S’inspirant des sagesses africaines « Nit nitay garabam » et « Ubuntu », les signataires rappellent que le socialisme sénégalais, tel que pensé par Léopold Sédar Senghor, repose sur l’interdépendance, la solidarité et la responsabilité collective. Pour eux, ces valeurs doivent redevenir le socle philosophique et éthique du Parti socialiste.
Un héritage politique menacé
Le manifeste souligne que le PS n’est pas une organisation politique ordinaire, mais un patrimoine historique qui a contribué à l’indépendance, à la construction de l’État moderne, à l’enracinement de la démocratie et à la promotion de la justice sociale au Sénégal. De Senghor à Abdou Diouf, en passant par Ousmane Tanor Dieng, le Parti socialiste a longtemps été un pilier central de la vie politique nationale et internationale.

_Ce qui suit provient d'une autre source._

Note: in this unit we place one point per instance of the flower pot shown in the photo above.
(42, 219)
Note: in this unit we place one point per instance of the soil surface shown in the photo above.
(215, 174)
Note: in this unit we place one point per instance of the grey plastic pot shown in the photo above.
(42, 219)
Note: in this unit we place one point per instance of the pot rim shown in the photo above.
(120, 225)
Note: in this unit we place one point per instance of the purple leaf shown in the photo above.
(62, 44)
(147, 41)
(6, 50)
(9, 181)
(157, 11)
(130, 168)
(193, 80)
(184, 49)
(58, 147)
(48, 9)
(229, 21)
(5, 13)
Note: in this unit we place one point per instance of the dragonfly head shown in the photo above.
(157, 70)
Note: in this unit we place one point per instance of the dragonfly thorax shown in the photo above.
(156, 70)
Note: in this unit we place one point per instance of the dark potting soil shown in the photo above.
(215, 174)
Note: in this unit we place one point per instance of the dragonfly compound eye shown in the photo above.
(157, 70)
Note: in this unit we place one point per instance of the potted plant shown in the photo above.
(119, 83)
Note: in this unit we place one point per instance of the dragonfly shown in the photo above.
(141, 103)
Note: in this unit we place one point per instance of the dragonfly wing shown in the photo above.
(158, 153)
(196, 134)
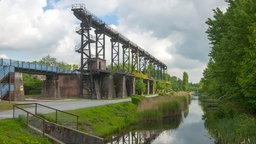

Cependant, depuis l’alternance de 2000 et plus encore après le décès d’Ousmane Tanor Dieng en 2019, le Parti s’est progressivement installé dans une léthargie inquiétante. Malgré des tentatives de réorganisation et un rôle déterminant dans la dynamique ayant conduit à l’alternance de 2012, les auteurs du manifeste estiment que l’identité politique du PS s’est diluée, notamment au sein de la coalition Benno Bokk Yakaar.
Une crise profonde et multidimensionnelle
Le texte dresse un constat sans concession : effondrement électoral marqué par l’élection d’un seul député lors des législatives de 2024, invisibilité médiatique, absence de projet politique lisible, structures organisationnelles obsolètes, démobilisation des militants et déficit de leadership.
Selon les signataires, reconnaître cette situation n’est ni un règlement de comptes ni une autoflagellation, mais un acte de loyauté envers le Parti et son histoire. Ils dénoncent également des initiatives de relance jugées « cosmétiques », sans vision claire, souvent réduites à des activités d’animation sans contenu politique réel.
Rompre avec l’immobilisme
Face à ce qu’ils qualifient d’« immobilisme destructeur », les auteurs du manifeste appellent à changer radicalement de méthode. Le congrès sans cesse annoncé puis reporté, l’absence de consultation réelle de la base et l’inefficacité de la Commission spéciale de relance sont pointés comme des symboles de l’impasse actuelle.
Le manifeste « Dundal PS » se veut ainsi un tournant, visant à rompre avec les illusions d’action et à ouvrir une nouvelle voie de reconstruction.
Le Parti socialiste qu’ils veulent
Les signataires appellent à bâtir un Parti socialiste :
- vivant, producteur d’idées, présent dans les débats nationaux et sur les espaces médiatiques et numériques ;
- renforcé, avec des structures allégées, modernisées, une relecture critique des statuts et une organisation plus professionnelle ;
- rassemblé, fondé sur le débat démocratique, la compétence, la légitimité et la cohésion, au-delà des clivages personnels.
Une attention particulière est accordée à la jeunesse, aux femmes, à la diaspora et aux compétences émergentes, appelées à jouer un rôle central dans la prise de décision et le renouvellement du leadership.
Un appel à l’action collective
À travers ce manifeste, les initiateurs lancent un appel solennel à tous les militants socialistes, aux forces sociales, aux intellectuels et aux citoyens attachés aux valeurs de justice, de solidarité et de démocratie, afin de porter ensemble cette dynamique de renaissance.
« Le Parti socialiste peut vaciller, mais il ne doit pas disparaître », concluent-ils, affirmant que seul le courage de dire la vérité et la volonté de reconstruire collectivement permettront au PS de redevenir une force politique crédible et une alternative pour gouverner le Sénégal.